El hombre llamado Lin Sen frunció el ceño y dijo: “Este chico… ¿puede realmente vivir aquí durante un mes? ¿Qué estás diciendo?” En ese momento, Chen Zi se volvió de repente hacia Wang Daqi y le dijo: “Deja de soñar despierto. Mira, hemos llegado al distrito del estanque de sangre. Ahora, te implantaremos el gusano demoníaco de sangre…” Wang Dali solo tenía el nivel de Jin Dan, así que no estaba muy seguro de sus capacidades.
A través de las pocas palabras que intercambiaron esos dos hombres, Wang Daqi comprendió la situación general. Se sintió abatido en su interior.
Este lugar era la sede principal de la secta demoníaca de sangre, un lugar secreto… Si intentaba huir, sabía que sería su fin.
En las sucursales de la comunidad de cultivadores, personas eran enviadas aquí de vez en cuando. Al ver que los edificios debajo se acercaban cada vez más, Wang Daqi tomó una profunda respiración y mostró una expresión tanto nerviosa como anhelante mientras preguntaba en voz baja: “Venerables antepasados, ¿para qué sirve realmente este distrito del estanque de sangre? Y… después de que me implanten el gusano demoníaco de sangre, ¿qué debería hacer? ¿Podría haber algún peligro?” “Este chico es bastante bueno escondiéndose; que haya podido sobrevivir aquí durante tanto tiempo es normal. Chico, ya que te he descubierto, debes seguir mis instrucciones…” Chen Zi sonrió significativamente mientras rozaba su lengua contra sus dientes caninos. Wang Daqi se sorprendió.

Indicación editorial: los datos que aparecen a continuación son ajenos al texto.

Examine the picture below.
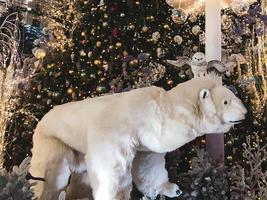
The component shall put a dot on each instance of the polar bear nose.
(240, 106)
(179, 192)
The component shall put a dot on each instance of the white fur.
(109, 130)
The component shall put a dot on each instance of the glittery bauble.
(196, 29)
(166, 26)
(144, 28)
(192, 18)
(118, 44)
(97, 62)
(39, 53)
(184, 4)
(70, 91)
(179, 16)
(178, 39)
(202, 38)
(195, 48)
(101, 89)
(98, 44)
(89, 54)
(131, 27)
(156, 36)
(104, 24)
(240, 8)
(134, 63)
(226, 22)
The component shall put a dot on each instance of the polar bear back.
(72, 122)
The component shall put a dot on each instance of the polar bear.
(109, 130)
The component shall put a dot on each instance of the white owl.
(199, 66)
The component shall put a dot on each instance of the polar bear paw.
(171, 190)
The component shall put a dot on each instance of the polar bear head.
(220, 109)
(198, 58)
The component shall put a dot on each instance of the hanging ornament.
(195, 48)
(240, 7)
(101, 89)
(196, 29)
(184, 4)
(145, 28)
(192, 18)
(89, 54)
(104, 24)
(178, 39)
(156, 36)
(119, 44)
(98, 44)
(72, 56)
(160, 52)
(82, 53)
(39, 53)
(70, 91)
(202, 38)
(179, 16)
(226, 22)
(97, 62)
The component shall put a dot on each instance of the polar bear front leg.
(151, 177)
(109, 170)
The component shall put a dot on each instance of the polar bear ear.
(204, 93)
(207, 104)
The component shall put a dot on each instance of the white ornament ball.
(179, 16)
(196, 29)
(178, 39)
(202, 38)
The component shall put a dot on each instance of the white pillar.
(213, 30)
(215, 142)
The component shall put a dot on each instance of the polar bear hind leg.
(109, 171)
(151, 176)
(52, 161)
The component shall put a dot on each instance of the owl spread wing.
(216, 66)
(180, 62)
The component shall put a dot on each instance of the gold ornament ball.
(39, 53)
(131, 26)
(184, 4)
(179, 16)
(118, 44)
(170, 82)
(144, 28)
(82, 53)
(70, 91)
(166, 26)
(134, 63)
(98, 44)
(97, 62)
(104, 24)
(101, 89)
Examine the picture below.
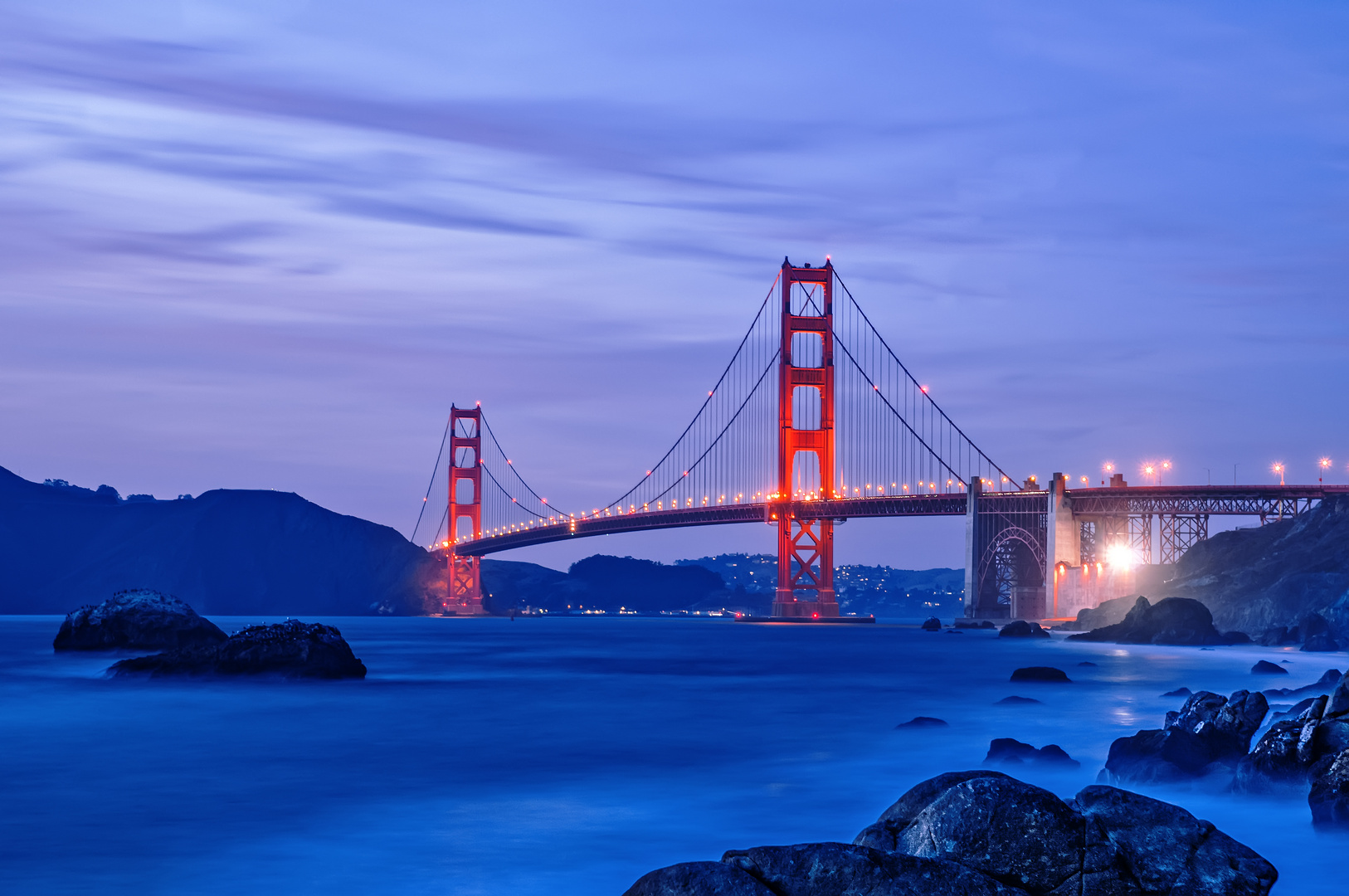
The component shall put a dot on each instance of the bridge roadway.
(1240, 501)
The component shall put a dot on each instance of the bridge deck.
(1244, 501)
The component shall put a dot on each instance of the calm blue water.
(553, 756)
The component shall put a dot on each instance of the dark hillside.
(224, 553)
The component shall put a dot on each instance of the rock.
(138, 618)
(1329, 796)
(1323, 684)
(847, 868)
(1318, 635)
(1140, 845)
(1181, 621)
(290, 650)
(923, 721)
(1006, 751)
(1040, 674)
(1107, 613)
(1301, 747)
(703, 879)
(1209, 732)
(1023, 629)
(982, 833)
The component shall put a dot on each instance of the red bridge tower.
(465, 592)
(806, 443)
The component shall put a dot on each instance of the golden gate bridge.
(814, 421)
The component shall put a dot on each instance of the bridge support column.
(465, 583)
(806, 443)
(973, 548)
(1064, 544)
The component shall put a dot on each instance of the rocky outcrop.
(1298, 747)
(1209, 733)
(1023, 629)
(984, 833)
(1329, 796)
(1006, 751)
(1040, 674)
(1178, 621)
(1325, 684)
(1312, 632)
(290, 650)
(137, 620)
(1274, 575)
(1107, 613)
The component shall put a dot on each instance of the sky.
(265, 245)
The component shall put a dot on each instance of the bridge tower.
(465, 590)
(806, 443)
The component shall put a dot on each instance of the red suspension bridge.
(816, 420)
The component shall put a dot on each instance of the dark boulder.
(1179, 621)
(923, 721)
(1325, 684)
(1006, 751)
(700, 879)
(984, 833)
(1040, 674)
(1318, 635)
(1023, 629)
(827, 869)
(1329, 796)
(1298, 747)
(290, 650)
(1209, 733)
(137, 620)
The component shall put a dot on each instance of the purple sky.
(265, 245)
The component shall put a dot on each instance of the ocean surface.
(558, 755)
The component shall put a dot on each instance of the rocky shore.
(984, 833)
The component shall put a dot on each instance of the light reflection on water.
(555, 756)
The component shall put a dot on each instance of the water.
(556, 755)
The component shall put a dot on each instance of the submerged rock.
(1325, 684)
(1006, 751)
(1181, 621)
(1299, 747)
(923, 721)
(1040, 674)
(982, 833)
(290, 650)
(1329, 796)
(1209, 733)
(137, 618)
(1023, 629)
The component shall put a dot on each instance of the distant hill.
(226, 553)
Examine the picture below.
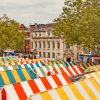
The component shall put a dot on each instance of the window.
(40, 34)
(43, 54)
(53, 55)
(48, 33)
(39, 54)
(58, 45)
(53, 44)
(48, 44)
(43, 44)
(35, 44)
(36, 34)
(48, 54)
(67, 47)
(39, 44)
(32, 44)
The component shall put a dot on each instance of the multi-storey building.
(27, 38)
(47, 45)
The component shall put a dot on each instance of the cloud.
(31, 11)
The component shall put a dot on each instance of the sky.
(31, 11)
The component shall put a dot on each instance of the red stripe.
(32, 61)
(27, 62)
(3, 94)
(57, 81)
(74, 70)
(20, 92)
(80, 69)
(69, 71)
(33, 86)
(10, 64)
(16, 63)
(62, 70)
(21, 62)
(56, 72)
(66, 78)
(46, 83)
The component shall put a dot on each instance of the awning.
(14, 76)
(24, 89)
(87, 89)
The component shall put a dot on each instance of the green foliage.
(10, 36)
(79, 23)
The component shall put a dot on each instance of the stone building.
(46, 45)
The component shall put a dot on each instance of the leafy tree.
(10, 35)
(79, 23)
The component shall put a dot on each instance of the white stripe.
(38, 71)
(13, 63)
(54, 95)
(10, 68)
(70, 68)
(36, 97)
(29, 65)
(51, 69)
(22, 66)
(65, 70)
(26, 88)
(11, 93)
(68, 64)
(96, 78)
(62, 80)
(93, 89)
(40, 64)
(76, 67)
(82, 91)
(52, 82)
(40, 85)
(57, 68)
(45, 70)
(1, 69)
(69, 93)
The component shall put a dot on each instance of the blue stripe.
(1, 81)
(11, 77)
(22, 77)
(32, 65)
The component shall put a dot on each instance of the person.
(35, 72)
(49, 73)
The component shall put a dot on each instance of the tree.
(10, 35)
(79, 23)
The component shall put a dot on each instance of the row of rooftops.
(37, 27)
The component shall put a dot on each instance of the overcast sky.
(31, 11)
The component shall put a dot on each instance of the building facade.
(26, 49)
(46, 45)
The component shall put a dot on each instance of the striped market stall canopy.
(18, 75)
(87, 89)
(95, 75)
(23, 90)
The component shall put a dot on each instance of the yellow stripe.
(27, 76)
(62, 94)
(16, 76)
(95, 84)
(85, 65)
(5, 77)
(76, 92)
(97, 74)
(88, 90)
(46, 96)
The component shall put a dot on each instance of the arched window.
(48, 44)
(53, 44)
(43, 44)
(39, 44)
(35, 44)
(58, 45)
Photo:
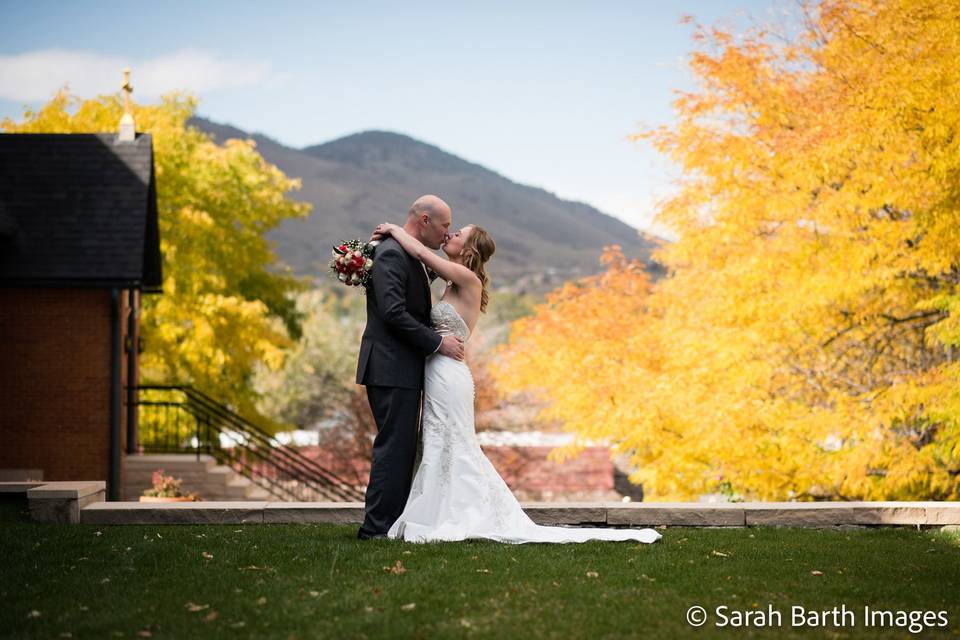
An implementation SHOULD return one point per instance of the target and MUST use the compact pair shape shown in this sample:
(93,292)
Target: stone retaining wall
(83,502)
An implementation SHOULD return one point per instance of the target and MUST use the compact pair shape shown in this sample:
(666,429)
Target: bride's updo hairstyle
(476,251)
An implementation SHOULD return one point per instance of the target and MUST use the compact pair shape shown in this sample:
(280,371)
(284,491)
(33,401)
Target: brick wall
(55,382)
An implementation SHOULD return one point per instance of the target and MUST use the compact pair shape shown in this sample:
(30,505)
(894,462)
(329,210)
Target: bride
(456,492)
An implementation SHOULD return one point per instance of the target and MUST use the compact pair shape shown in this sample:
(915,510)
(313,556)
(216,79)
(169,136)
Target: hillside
(360,180)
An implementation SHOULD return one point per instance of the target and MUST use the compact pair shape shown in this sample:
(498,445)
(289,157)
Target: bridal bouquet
(353,262)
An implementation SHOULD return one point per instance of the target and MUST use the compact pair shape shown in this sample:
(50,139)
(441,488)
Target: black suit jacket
(398,337)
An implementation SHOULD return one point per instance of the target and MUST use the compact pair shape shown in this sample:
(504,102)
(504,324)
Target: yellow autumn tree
(222,312)
(803,344)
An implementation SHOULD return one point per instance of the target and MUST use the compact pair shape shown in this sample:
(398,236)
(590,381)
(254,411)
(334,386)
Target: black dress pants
(397,414)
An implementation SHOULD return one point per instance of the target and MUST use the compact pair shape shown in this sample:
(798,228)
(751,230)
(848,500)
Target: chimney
(128,129)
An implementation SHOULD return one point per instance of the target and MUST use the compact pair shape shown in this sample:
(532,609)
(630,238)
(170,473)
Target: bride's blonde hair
(476,251)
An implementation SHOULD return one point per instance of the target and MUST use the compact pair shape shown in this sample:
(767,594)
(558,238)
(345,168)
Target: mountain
(361,180)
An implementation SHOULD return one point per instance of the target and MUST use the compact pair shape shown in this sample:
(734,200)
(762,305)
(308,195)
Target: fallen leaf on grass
(254,567)
(396,568)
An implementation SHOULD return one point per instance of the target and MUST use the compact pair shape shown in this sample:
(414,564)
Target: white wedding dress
(456,492)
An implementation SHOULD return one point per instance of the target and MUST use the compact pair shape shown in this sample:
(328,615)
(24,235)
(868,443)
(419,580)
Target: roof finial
(128,129)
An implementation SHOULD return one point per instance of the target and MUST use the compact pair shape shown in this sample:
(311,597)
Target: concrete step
(168,461)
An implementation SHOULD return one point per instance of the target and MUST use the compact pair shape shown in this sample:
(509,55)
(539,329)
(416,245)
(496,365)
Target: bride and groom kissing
(441,486)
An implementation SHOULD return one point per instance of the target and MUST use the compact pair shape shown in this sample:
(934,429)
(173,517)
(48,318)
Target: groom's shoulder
(388,245)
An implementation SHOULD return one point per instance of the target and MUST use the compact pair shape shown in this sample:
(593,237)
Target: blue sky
(544,93)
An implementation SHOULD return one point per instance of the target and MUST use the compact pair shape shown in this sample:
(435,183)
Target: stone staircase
(203,476)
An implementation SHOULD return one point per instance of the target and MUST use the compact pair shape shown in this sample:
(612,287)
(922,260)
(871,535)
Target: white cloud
(36,75)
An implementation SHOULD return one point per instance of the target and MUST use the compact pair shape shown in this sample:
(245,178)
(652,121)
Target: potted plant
(166,489)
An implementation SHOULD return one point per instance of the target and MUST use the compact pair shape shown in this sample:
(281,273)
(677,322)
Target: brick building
(79,245)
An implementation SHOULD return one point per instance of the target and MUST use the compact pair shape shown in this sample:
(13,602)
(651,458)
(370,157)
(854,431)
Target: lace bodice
(447,321)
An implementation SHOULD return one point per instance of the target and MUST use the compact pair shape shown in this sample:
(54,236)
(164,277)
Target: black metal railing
(180,419)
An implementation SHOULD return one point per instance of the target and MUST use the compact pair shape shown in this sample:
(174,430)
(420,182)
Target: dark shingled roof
(78,210)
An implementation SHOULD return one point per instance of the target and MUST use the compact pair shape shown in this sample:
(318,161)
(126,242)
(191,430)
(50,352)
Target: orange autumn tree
(804,342)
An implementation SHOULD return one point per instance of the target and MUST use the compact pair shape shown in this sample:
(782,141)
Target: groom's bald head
(429,220)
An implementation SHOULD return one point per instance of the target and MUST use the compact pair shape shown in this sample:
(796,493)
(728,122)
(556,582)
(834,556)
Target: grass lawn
(318,581)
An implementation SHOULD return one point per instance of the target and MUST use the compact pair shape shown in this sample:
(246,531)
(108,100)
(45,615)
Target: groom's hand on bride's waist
(452,347)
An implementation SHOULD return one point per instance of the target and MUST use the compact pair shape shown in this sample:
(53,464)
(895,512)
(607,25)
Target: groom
(396,341)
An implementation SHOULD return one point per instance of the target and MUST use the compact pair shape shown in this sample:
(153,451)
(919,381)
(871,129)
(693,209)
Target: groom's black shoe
(362,535)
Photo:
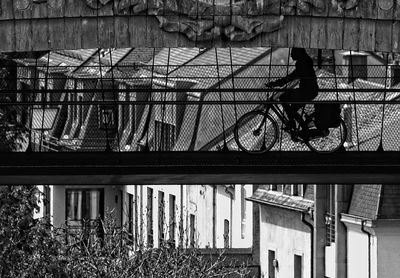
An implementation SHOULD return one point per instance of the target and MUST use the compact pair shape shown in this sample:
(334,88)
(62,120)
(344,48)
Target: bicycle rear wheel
(330,143)
(252,135)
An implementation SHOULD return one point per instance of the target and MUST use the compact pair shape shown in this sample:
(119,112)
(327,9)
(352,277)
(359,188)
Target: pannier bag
(327,115)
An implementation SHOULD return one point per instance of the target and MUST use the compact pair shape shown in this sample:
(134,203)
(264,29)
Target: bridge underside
(199,167)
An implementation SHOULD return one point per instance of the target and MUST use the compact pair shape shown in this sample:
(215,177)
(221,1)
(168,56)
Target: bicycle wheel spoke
(253,135)
(330,143)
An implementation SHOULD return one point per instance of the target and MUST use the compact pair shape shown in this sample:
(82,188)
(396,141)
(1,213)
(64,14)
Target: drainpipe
(231,215)
(214,216)
(303,219)
(369,245)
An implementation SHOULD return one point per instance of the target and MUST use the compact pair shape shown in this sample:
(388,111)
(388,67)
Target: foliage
(32,248)
(27,246)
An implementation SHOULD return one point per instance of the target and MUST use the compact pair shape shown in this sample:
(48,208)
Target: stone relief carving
(200,20)
(342,5)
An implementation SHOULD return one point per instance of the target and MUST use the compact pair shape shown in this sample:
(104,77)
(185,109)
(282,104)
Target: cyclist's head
(298,53)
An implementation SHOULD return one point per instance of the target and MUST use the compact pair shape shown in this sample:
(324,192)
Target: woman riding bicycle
(308,87)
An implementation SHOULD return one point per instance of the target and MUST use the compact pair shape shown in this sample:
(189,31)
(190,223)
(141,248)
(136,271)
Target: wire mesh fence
(174,100)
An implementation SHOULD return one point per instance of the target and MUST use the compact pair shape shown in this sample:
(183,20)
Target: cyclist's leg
(287,107)
(291,109)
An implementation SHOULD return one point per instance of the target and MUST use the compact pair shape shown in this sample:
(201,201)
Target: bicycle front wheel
(330,143)
(253,134)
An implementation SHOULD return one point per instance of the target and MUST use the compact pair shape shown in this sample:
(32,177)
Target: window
(243,210)
(164,136)
(130,214)
(125,113)
(161,217)
(172,217)
(271,263)
(226,233)
(150,217)
(84,204)
(330,216)
(80,110)
(192,230)
(298,266)
(46,201)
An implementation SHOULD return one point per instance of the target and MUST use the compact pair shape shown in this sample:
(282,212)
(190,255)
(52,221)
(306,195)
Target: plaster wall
(357,253)
(282,231)
(112,202)
(388,250)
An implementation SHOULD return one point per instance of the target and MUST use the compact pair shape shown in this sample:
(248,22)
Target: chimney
(393,75)
(354,65)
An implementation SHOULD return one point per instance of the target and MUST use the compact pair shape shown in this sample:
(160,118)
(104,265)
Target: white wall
(194,199)
(357,252)
(388,248)
(282,231)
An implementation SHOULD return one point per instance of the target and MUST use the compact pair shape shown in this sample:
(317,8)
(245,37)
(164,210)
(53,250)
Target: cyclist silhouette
(308,87)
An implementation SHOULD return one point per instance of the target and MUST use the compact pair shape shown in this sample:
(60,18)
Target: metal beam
(198,167)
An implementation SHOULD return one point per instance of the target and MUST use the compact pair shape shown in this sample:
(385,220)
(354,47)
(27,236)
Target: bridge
(35,25)
(97,117)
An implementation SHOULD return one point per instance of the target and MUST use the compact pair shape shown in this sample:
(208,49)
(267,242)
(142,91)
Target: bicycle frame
(281,115)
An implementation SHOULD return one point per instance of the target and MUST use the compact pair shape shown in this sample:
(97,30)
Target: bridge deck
(198,167)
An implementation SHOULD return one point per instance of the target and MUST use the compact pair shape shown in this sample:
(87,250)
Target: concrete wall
(189,199)
(112,202)
(357,253)
(388,248)
(282,231)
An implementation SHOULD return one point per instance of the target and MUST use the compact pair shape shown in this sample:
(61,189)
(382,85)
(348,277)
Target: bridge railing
(183,108)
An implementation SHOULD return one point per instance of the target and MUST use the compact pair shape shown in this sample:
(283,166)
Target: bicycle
(257,131)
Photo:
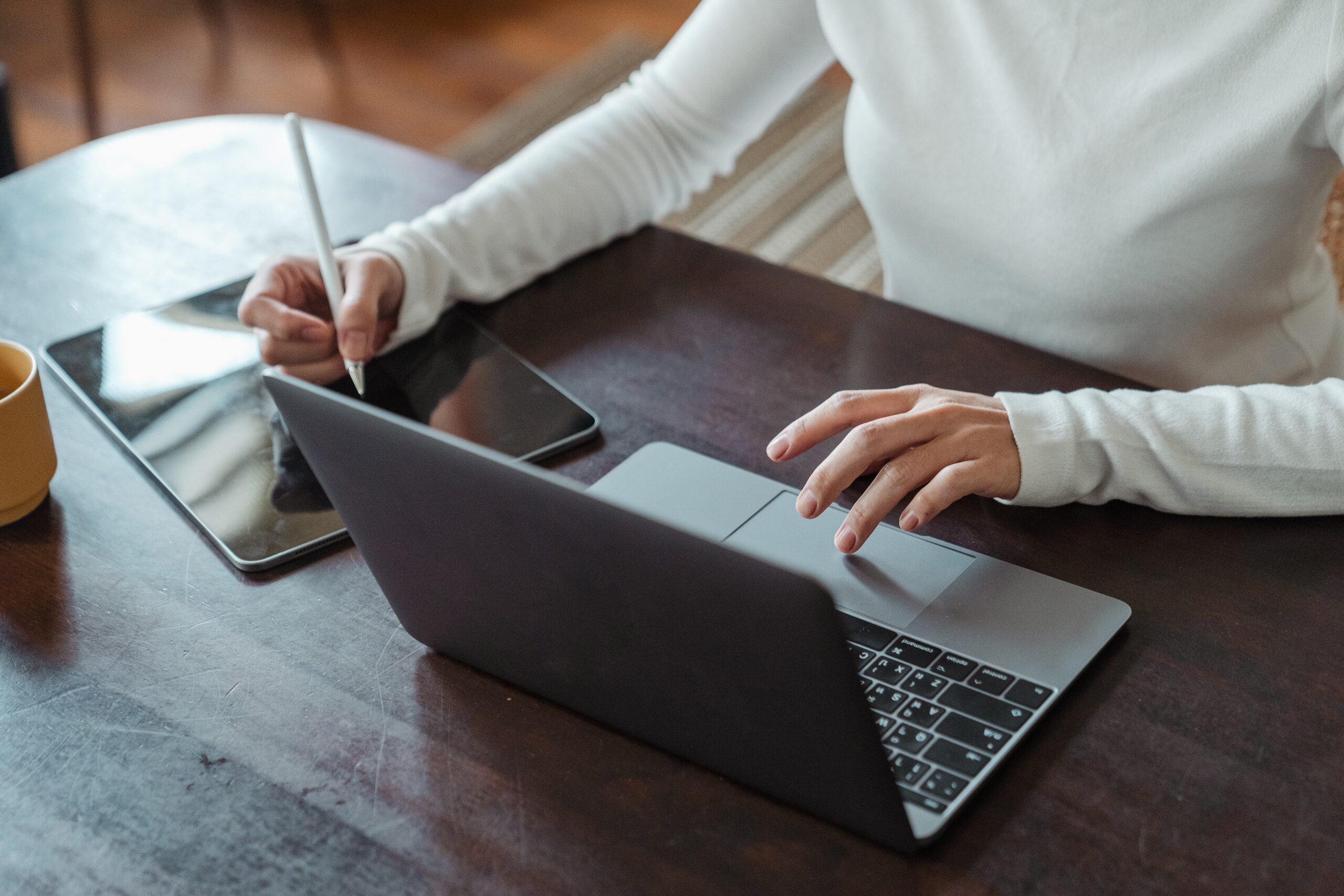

“Este distrito del estanque de sangre, como su nombre indica, es un lugar sagrado donde nuestra secta cría y cultiva a los gusanos demoníacos de sangre.” ¿Discípulos de nivel inferior de la secta demoníaca de sangre? Sus ojos brillaban con un destello especial. “En cuanto a lo que debes hacer… eh, no necesitas hacer nada en particular; solo sigue mis instrucciones y todo irá bien. Si te portas bien, ese gusano te ayudará a mejorar tu nivel de cultivo; si no, se convertirá en una toxina que te destruirá por dentro.” “Seguro que no querrá hacerlo… pero no importa; después de que le implantemos el gusano, seguramente lo aceptará sin rechistar.” Mientras hablaba, preguntó casualmente: “Por cierto, después de hablar tanto tiempo, ¿cómo te llamas?” Chen Zi soltó una risita coqueta y con un gesto de su mano, un velo rosa envolvió inmediatamente a Wang Daqi.
Wang Daqi se sorprendió; sintió que su cuerpo se aliviaba y, sin poder evitarlo, fue llevado hacia arriba por esa fuerza suave pero irresistible, siguiendo detrás de los dos hombres.